We evaluate each news story based on its real impact versus its media hype to offer a clear and objective perspective.
AI Analysis:
High critical industry hype surrounding a substantive open-source model release that is backed by a strong, actionable anti-centralization thesis, suggesting a genuine structural market challenge rather than mere incremental feature parity.
Article Summary
Thinking Machines Lab, founded by Mira Murati, launched Inkling, an open-weight, Mixture-of-Experts (MoE) model with 975 billion parameters, challenging the market dominance of closed-source models like GPT and Claude. The company pitches Inkling as a platform for enterprises to own and deeply customize, betting that self-controlled AI outperforms one-size-fits-all solutions. While not claiming to be the 'best,' its design emphasizes efficiency and calibration, boasting low token usage for high performance. The core thesis argues that central labs commoditize AI, while decentralized, fine-tuned models (like those shown in a joint project with Bridgewater Associates) yield superior results at a fraction of the cost, a view echoed by Microsoft and Hugging Face executives.Key Points
- Inkling is released as an open-weight, highly efficient Mixture-of-Experts model, allowing developers to download and modify it, which is a direct challenge to the proprietary walled gardens of major labs.

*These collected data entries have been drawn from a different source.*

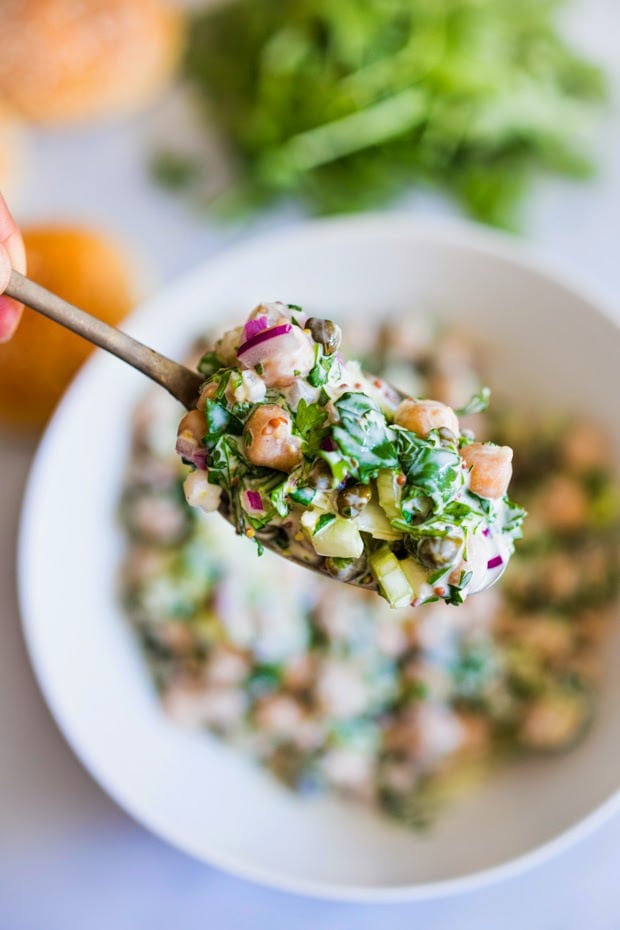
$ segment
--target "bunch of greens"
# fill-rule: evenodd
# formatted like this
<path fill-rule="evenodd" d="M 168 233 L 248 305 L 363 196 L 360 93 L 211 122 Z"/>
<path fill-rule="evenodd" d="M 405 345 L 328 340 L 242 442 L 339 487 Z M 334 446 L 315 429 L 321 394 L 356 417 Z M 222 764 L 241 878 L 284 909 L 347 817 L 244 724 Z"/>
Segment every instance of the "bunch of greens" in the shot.
<path fill-rule="evenodd" d="M 536 172 L 590 168 L 604 82 L 560 36 L 561 2 L 227 0 L 192 21 L 186 75 L 244 203 L 356 210 L 421 183 L 510 226 Z"/>

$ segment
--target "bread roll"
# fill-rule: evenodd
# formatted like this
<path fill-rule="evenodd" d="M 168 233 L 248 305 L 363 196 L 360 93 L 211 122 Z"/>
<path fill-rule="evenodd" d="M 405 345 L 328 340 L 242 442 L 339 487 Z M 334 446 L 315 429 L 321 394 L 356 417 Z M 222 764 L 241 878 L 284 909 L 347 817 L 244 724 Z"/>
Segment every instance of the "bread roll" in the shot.
<path fill-rule="evenodd" d="M 1 0 L 0 98 L 65 123 L 146 103 L 170 78 L 183 19 L 166 0 Z"/>

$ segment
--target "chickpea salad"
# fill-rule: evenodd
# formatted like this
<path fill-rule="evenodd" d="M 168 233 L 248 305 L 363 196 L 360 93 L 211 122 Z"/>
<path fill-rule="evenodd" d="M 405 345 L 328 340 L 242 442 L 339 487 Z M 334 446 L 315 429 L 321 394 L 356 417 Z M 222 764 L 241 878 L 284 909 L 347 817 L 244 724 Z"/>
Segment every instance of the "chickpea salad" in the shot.
<path fill-rule="evenodd" d="M 351 336 L 412 396 L 458 408 L 481 390 L 471 334 L 437 333 L 420 315 L 416 328 Z M 462 422 L 515 449 L 526 538 L 500 582 L 458 609 L 393 610 L 269 551 L 256 559 L 189 506 L 178 407 L 149 394 L 122 498 L 121 584 L 165 712 L 291 790 L 336 792 L 414 828 L 507 761 L 574 746 L 617 612 L 617 480 L 597 426 L 494 407 Z"/>
<path fill-rule="evenodd" d="M 461 410 L 403 398 L 340 353 L 341 332 L 292 304 L 260 304 L 199 362 L 178 429 L 188 503 L 239 534 L 391 607 L 462 604 L 493 584 L 525 512 L 507 497 L 512 449 L 476 442 Z"/>

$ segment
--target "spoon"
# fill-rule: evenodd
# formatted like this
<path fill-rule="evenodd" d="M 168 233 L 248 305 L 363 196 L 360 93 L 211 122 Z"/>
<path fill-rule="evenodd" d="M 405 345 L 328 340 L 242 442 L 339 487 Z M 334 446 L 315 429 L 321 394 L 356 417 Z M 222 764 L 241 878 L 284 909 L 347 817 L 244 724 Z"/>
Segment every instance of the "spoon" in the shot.
<path fill-rule="evenodd" d="M 53 294 L 17 271 L 11 272 L 4 293 L 136 368 L 168 391 L 186 410 L 193 410 L 196 407 L 200 390 L 205 381 L 205 378 L 199 372 L 192 371 L 185 365 L 161 355 L 154 349 L 138 342 L 132 336 L 127 335 L 127 333 L 123 333 L 116 327 L 110 326 L 108 323 L 97 319 L 97 317 L 86 313 L 86 311 L 73 306 L 73 304 L 68 303 L 57 294 Z M 399 391 L 392 390 L 394 390 L 396 396 L 403 398 Z M 226 494 L 222 495 L 218 512 L 237 529 L 232 510 L 228 496 Z M 320 575 L 329 578 L 333 577 L 324 568 L 323 559 L 317 556 L 310 545 L 291 545 L 285 555 L 280 546 L 277 545 L 276 537 L 270 532 L 269 527 L 265 527 L 262 531 L 258 530 L 256 536 L 264 548 L 275 552 L 288 562 L 293 562 Z M 367 566 L 362 566 L 362 571 L 363 574 L 352 578 L 342 577 L 335 580 L 358 588 L 378 591 L 378 584 L 368 571 Z"/>
<path fill-rule="evenodd" d="M 200 386 L 205 380 L 197 371 L 173 362 L 115 326 L 110 326 L 85 310 L 74 307 L 18 271 L 11 272 L 4 293 L 137 368 L 165 388 L 187 410 L 196 406 Z"/>
<path fill-rule="evenodd" d="M 18 271 L 11 272 L 4 293 L 7 297 L 13 297 L 37 313 L 41 313 L 55 323 L 64 326 L 65 329 L 70 329 L 71 332 L 77 333 L 78 336 L 82 336 L 88 342 L 105 349 L 106 352 L 115 355 L 121 361 L 131 365 L 132 368 L 136 368 L 168 391 L 169 394 L 183 404 L 186 410 L 193 410 L 196 406 L 200 388 L 205 381 L 204 376 L 199 372 L 192 371 L 191 368 L 172 361 L 165 355 L 161 355 L 154 349 L 145 346 L 142 342 L 138 342 L 132 336 L 128 336 L 127 333 L 122 332 L 115 326 L 110 326 L 108 323 L 104 323 L 103 320 L 86 313 L 85 310 L 80 310 L 79 307 L 73 306 L 73 304 L 41 287 L 40 284 L 36 284 Z M 225 520 L 234 525 L 230 504 L 227 500 L 222 500 L 219 513 Z M 283 556 L 281 548 L 275 544 L 273 539 L 269 538 L 268 533 L 258 533 L 257 535 L 266 549 L 270 549 L 277 555 L 286 558 L 287 562 L 294 562 L 303 568 L 318 572 L 320 575 L 332 577 L 320 567 L 320 564 L 312 564 L 311 561 L 308 562 L 293 553 Z M 310 559 L 312 559 L 313 555 L 313 553 L 308 553 Z M 318 561 L 320 562 L 320 560 Z M 376 582 L 369 575 L 346 583 L 353 584 L 356 587 L 368 588 L 369 590 L 377 590 Z"/>

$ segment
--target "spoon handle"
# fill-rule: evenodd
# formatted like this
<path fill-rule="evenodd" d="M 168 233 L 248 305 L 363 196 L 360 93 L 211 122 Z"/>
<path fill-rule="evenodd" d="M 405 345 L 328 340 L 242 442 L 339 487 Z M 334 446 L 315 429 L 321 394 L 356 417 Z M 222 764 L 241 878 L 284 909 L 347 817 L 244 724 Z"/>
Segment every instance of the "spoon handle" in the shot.
<path fill-rule="evenodd" d="M 165 388 L 188 410 L 195 406 L 200 386 L 204 381 L 198 372 L 173 362 L 154 349 L 149 349 L 137 339 L 74 307 L 17 271 L 11 272 L 5 294 L 137 368 Z"/>

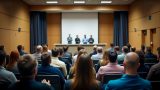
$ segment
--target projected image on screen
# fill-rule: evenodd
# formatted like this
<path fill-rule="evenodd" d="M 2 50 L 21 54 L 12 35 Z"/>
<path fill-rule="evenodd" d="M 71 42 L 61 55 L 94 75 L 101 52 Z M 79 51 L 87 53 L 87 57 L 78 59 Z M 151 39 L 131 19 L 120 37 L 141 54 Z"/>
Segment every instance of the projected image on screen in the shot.
<path fill-rule="evenodd" d="M 68 44 L 67 37 L 72 37 L 75 44 L 76 35 L 82 43 L 84 35 L 92 35 L 94 44 L 98 44 L 98 13 L 62 13 L 62 44 Z"/>

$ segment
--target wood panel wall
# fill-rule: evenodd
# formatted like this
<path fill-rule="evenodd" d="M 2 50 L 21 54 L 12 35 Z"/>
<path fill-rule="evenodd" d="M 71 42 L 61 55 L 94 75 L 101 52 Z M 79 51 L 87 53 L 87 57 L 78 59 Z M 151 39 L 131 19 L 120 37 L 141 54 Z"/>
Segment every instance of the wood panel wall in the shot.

- Thinking Machines positions its model not as a standalone product, but as a customizable starting point for enterprises (via their 'Tinker' platform), betting on customization and ownership as the next industry value driver.
- The company's core argument—bolstered by third-party examples—is that proprietary, centralized AI models inevitably undervalue enterprise-specific knowledge, which is better integrated through private, fine-tuned systems.